We have seen clear proof that enabling multi-factor authentication (MFA) across both business and personal email accounts successfully thwarts the majority of credential harvesting attacks. Our colleagues in Azure Active Directory put it more precisely—

“… doing any form of MFA takes you out of reach of most attacks. MFA (using any mechanism) is just too costly to break – unless a highly motivated attacker is after that high-value account or asset.”

However, most enterprise accounts have not implemented this simple protection:

“When we evaluate all the tokens issued with MFA claims, we see that less than 10% of users use MFA per month in our enterprise accounts (and that includes on-premises and third-party MFA). Until MFA is more broadly adopted, there is little reason for attackers to evolve.”

2. Actively monitor failed authentications

When monitoring login activity in your accounts, look for any type of discernable patterns in these failed authentications and track them over time. Password spray is an increasingly common tactic of nation-state actors.

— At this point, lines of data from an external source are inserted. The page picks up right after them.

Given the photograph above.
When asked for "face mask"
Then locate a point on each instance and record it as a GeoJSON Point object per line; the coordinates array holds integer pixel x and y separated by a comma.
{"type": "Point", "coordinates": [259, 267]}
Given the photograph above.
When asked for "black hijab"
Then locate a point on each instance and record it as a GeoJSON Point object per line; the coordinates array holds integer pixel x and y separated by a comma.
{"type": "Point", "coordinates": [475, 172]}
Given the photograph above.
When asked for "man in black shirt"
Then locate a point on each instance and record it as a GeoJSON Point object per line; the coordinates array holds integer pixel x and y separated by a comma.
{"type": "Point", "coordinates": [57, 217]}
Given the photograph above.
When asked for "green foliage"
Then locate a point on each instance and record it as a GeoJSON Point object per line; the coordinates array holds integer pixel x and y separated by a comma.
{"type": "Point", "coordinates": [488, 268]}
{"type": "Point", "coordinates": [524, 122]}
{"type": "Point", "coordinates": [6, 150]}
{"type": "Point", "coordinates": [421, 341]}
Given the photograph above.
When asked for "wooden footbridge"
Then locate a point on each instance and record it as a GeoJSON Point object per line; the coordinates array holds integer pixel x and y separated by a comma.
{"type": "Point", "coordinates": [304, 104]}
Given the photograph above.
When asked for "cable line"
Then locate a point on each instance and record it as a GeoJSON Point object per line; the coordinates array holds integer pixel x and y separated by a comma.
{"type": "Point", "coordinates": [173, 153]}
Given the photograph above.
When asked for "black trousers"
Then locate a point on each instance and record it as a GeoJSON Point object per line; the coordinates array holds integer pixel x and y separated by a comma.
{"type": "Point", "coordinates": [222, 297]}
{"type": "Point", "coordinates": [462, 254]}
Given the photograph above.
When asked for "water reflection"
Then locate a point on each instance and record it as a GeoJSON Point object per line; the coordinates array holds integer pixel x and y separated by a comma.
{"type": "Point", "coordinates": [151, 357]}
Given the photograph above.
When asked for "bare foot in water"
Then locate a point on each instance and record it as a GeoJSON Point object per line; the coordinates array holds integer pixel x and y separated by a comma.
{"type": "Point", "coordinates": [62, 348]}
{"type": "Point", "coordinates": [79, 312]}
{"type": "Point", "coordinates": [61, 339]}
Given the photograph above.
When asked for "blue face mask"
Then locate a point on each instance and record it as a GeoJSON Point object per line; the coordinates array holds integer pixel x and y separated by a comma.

You can also maintain broader visibility into behavioral anomalies like failed login attempts by running detections and monitoring using Microsoft Cloud App Security (MCAS) which monitors user sessions for third-party cloud apps, including G-Suite, AWS, and Salesforce. The MCAS detection engine looks for anomalous user activity for indicators of compromise. One indicator, “multiple failed login attempts,” can be used to create a dynamic baseline per user, across the tenant, and alert on anomalous login behavior that may represent an active brute force or password spray attack.

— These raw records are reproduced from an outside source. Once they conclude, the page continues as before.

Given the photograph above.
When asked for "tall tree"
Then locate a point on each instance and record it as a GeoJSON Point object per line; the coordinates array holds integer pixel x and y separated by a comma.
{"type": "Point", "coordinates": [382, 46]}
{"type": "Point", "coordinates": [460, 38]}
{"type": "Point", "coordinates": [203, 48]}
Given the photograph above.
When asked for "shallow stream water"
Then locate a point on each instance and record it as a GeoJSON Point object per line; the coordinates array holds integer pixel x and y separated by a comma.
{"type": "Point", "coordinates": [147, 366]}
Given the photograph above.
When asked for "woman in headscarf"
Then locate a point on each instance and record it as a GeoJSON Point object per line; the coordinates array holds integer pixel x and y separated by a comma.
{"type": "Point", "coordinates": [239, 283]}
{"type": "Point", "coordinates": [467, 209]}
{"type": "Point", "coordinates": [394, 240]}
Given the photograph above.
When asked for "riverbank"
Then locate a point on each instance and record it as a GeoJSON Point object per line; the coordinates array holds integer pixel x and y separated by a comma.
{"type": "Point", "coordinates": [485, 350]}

Microsoft Threat Protection (MTP) can help to automatically track and rebuild the Incident view of all the compromised identities by password-spray leveraged later by the attacker to expand the breach to endpoint or cloud assets.

3. Test your organization’s resilience

Attack Simulator in Office 365 ATP lets you run realistic, but simulated phishing and password attack campaigns in your organization. Pick a password and then run the campaign against as many users as you want. The results will let you know how many people are using that password. Use the data to train users and build your custom list of banned passwords.